In classical music, the most infamous developmental arc is probably that of composer Arnold Schoenberg. He started writing in the highly chromatic harmonic language of his day (1900, Vienna) and ultimately found himself at a crossroads: either develop a new musical language or continue to reuse the traditional musical syntax. He chose, what novelist Thomas Mann compared to a Faustian pact with the devil, to create a new system of organizing melody and harmony. Many have argued that Schoenberg and his modernist contemporaries and heirs alienated the audience for classical music, permanently, and that this constant striving for the “shock of the new”—to use Robert Hughes’s description of this same impetus in visual art—created a canon of impenetrable music by and for a secret society of initiates.
Charlie Parker and his collaborators caused a similar reaction in their quest for a new paradigm in jazz in the early 1940s. Many musicians and listeners did not understand Parker’s bebop, initially. However, bebop remains much of the stylistic basis for mainstream modern jazz.
This restlessness—the drive to create something new—is sometimes assumed to be the essence of the artistic impulse. However, some artists prefer to work within the established boundaries of their predecessors, making incremental changes to their art form, while others, like the Beatles, Charlie Parker and Arnold Schoenberg break with the past, changing music in a fundamental way. So were the Beatles avant-garde? Some might argue that the avant-garde tendencies of John Lennon were balanced by the more conservative orientation of Paul McCartney. Another complication to this question is the notion that the 1960s heralded a new post-modern age when musicians freely mixed and matched various musical styles. The Beatles certainly seem to represent this aesthetic—compare the last two tracks on Revolver: “Tomorrow Never Knows” and “Got to Get You into My Life”. They are very different tracks, but both are vintage Beatles.

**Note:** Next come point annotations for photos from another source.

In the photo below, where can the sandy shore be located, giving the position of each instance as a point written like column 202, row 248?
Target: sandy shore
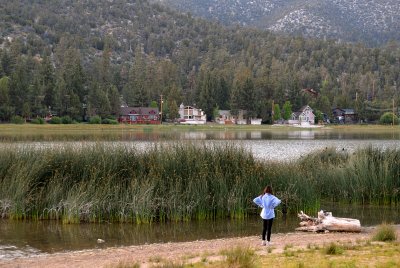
column 145, row 255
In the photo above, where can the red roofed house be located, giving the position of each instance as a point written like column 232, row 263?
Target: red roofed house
column 139, row 115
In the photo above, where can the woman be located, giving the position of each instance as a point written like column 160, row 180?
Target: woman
column 267, row 201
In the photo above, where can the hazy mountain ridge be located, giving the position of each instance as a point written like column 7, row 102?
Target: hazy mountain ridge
column 373, row 22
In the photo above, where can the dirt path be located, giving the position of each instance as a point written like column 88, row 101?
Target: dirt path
column 146, row 255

What about music of the last 10 or 20 years? The postmodern aesthetic of creating something new by recycling and remixing the old continues in all genres of music. But, the avant-garde impulse for new and more complicated forms of musical expression is still very much alive. Time will tell, but there are no doubt some artists with avant-garde tendencies in the ever-increasing variety of pop music genres. Public Enemy released several albums in the late 1980s and early 1990s that featured rapper Chuck D and a dense, electronic soundscape supplied by him and Hank Shocklee. Alternative superstars Björk and Radiohead continue to incorporate all sorts of musical influences in their respective idiosyncratic but influential work. In the aggressively non-mainstream world, check out the album Catch Thirtythree and EP I by Swedish math-metal virtuosos Meshuggah.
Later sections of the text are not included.